Most of these structures and algorithms were built for spinning disks. These days we are seeing an uptick in structures that optimise for byte addressable non-volative memory

Hard drives

These have physically spinning disks, hence have the following :

  • seeks are costly
  • reading or writing sequentially is optimised
  • sector sizes are usually from 512 bytes to 4 kb. Contiguous operations in this range are optimised.

Solid-state drives

These are some important behaviours to consider in SSDs :

  • made of pages -> blocks -> plane -> dies. In each level, you can have multiple of the same (a block can have many pages).
  • Hence, the read and write granularity is still pages.
  • Flash translation layer maps page IDs to their physical location (hence being good at random reads!)
  • hence when you read a single word, the whole block is pulled into memory and is handled by block device managers. This raises the need for buffering to reduce I/O.
  • writes only happen to unwritten pages, hence all the "orphaned" pages need to be cleaned using a garbage collecting process which could have a negative cost.

B-trees

From here on the book covers complexity and algorithm (insertion and deletion) for trees. I have skipped more of it except for some important points. I have considered knowledge on b-trees basic.

Insertion (splits)

  • Splits happen from the leaf, if full we split and place the element in the corresponding half. We equally add the new pointer in the parent, if a parent is full it is also split.

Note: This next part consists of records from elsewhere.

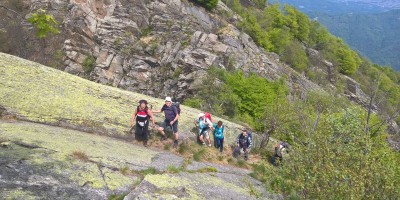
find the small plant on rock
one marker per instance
(80, 155)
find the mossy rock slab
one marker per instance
(40, 161)
(33, 92)
(200, 186)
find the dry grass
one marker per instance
(191, 150)
(80, 155)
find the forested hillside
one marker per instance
(373, 35)
(369, 27)
(266, 66)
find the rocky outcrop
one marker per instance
(36, 93)
(159, 48)
(46, 162)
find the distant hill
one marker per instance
(369, 26)
(374, 35)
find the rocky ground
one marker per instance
(65, 137)
(46, 162)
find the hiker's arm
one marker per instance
(250, 142)
(176, 118)
(133, 117)
(151, 116)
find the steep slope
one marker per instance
(40, 160)
(159, 48)
(33, 92)
(46, 162)
(373, 35)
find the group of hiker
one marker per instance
(143, 115)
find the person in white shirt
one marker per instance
(205, 125)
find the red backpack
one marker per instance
(208, 116)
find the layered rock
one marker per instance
(158, 47)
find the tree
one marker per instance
(44, 23)
(208, 4)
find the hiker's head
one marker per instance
(244, 131)
(201, 115)
(143, 103)
(168, 101)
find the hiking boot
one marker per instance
(175, 144)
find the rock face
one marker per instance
(158, 48)
(36, 93)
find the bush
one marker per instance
(208, 4)
(89, 64)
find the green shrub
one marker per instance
(89, 64)
(207, 169)
(44, 23)
(208, 4)
(198, 156)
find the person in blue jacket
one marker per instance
(219, 135)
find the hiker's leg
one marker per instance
(208, 138)
(221, 147)
(175, 130)
(138, 132)
(201, 138)
(145, 132)
(217, 142)
(162, 128)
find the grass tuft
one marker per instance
(80, 155)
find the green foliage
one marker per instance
(348, 61)
(117, 197)
(341, 161)
(207, 169)
(288, 32)
(44, 23)
(208, 4)
(193, 102)
(183, 148)
(238, 96)
(148, 171)
(198, 156)
(295, 55)
(89, 64)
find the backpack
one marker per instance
(177, 106)
(208, 116)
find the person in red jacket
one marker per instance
(143, 115)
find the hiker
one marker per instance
(243, 142)
(171, 119)
(279, 148)
(204, 125)
(142, 115)
(219, 135)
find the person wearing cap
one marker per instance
(142, 114)
(204, 125)
(243, 142)
(171, 119)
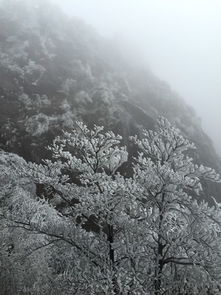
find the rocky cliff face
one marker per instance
(55, 70)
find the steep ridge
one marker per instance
(55, 70)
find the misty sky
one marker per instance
(179, 39)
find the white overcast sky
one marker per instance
(180, 40)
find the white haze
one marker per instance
(179, 39)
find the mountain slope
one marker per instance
(55, 70)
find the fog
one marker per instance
(179, 39)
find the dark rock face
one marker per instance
(54, 71)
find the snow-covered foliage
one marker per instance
(151, 233)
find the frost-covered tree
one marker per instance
(111, 234)
(183, 230)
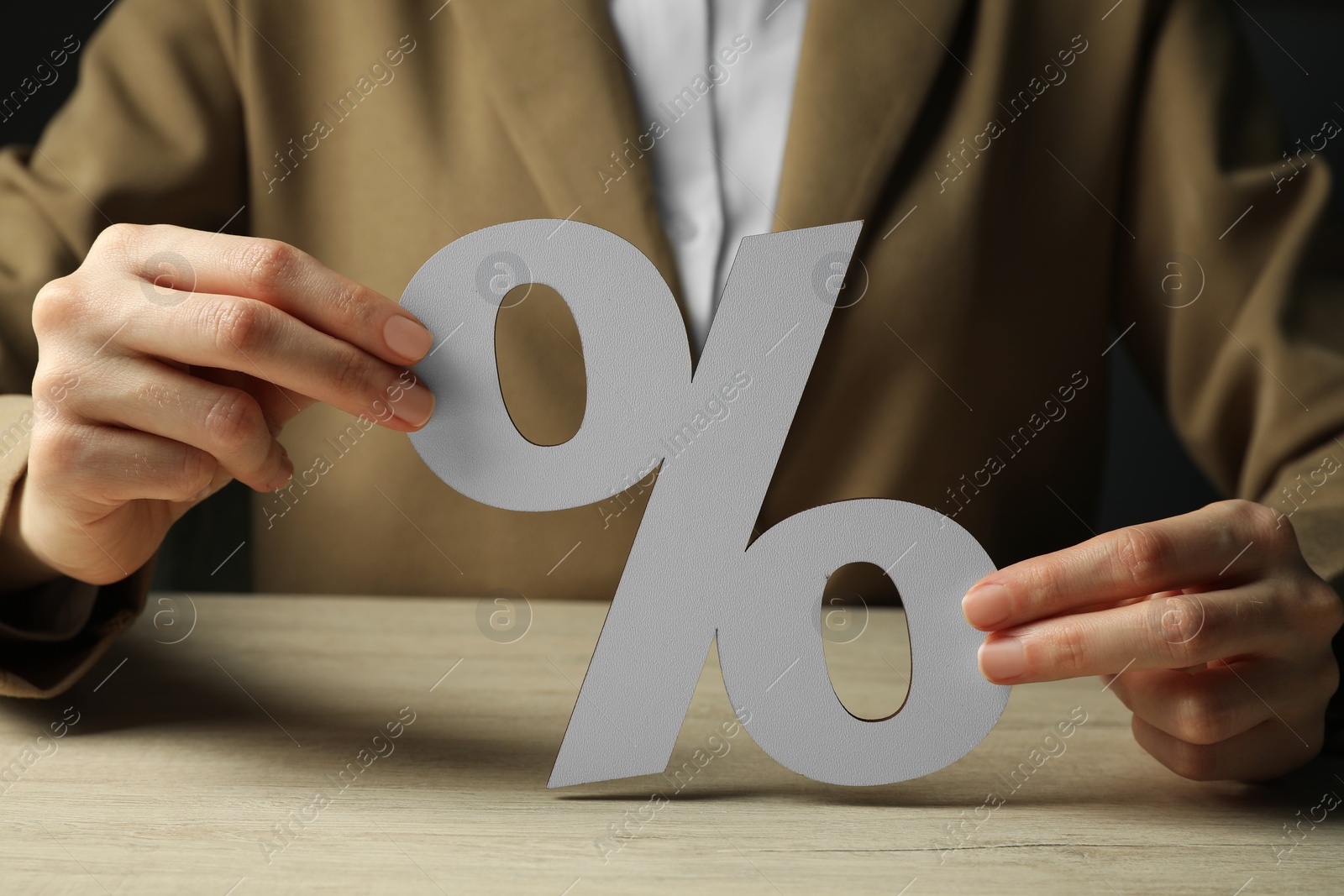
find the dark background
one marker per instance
(1148, 473)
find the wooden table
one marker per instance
(212, 741)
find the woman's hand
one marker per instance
(167, 364)
(1209, 626)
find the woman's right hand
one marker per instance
(167, 364)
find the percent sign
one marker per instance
(694, 573)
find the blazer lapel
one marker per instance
(564, 92)
(864, 76)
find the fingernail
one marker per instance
(985, 606)
(1001, 658)
(416, 406)
(407, 338)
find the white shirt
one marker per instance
(714, 85)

Most splits don't propagate for more than 1 level. BTrees are good this way (Happens due to high fanout).

Deletion (merges)

  • In any given level, if the sum of elements in two adjacent nodes is less than the number of pointers a single node can hold, it is merged.
  • Just like splits, merges can also propagate to the root but are rare.

Conclusion

In this chapter, we simply understand how btree works as a data structure and algorithm, on how to use (implement) them in disks is another chapter. Looking forward to it!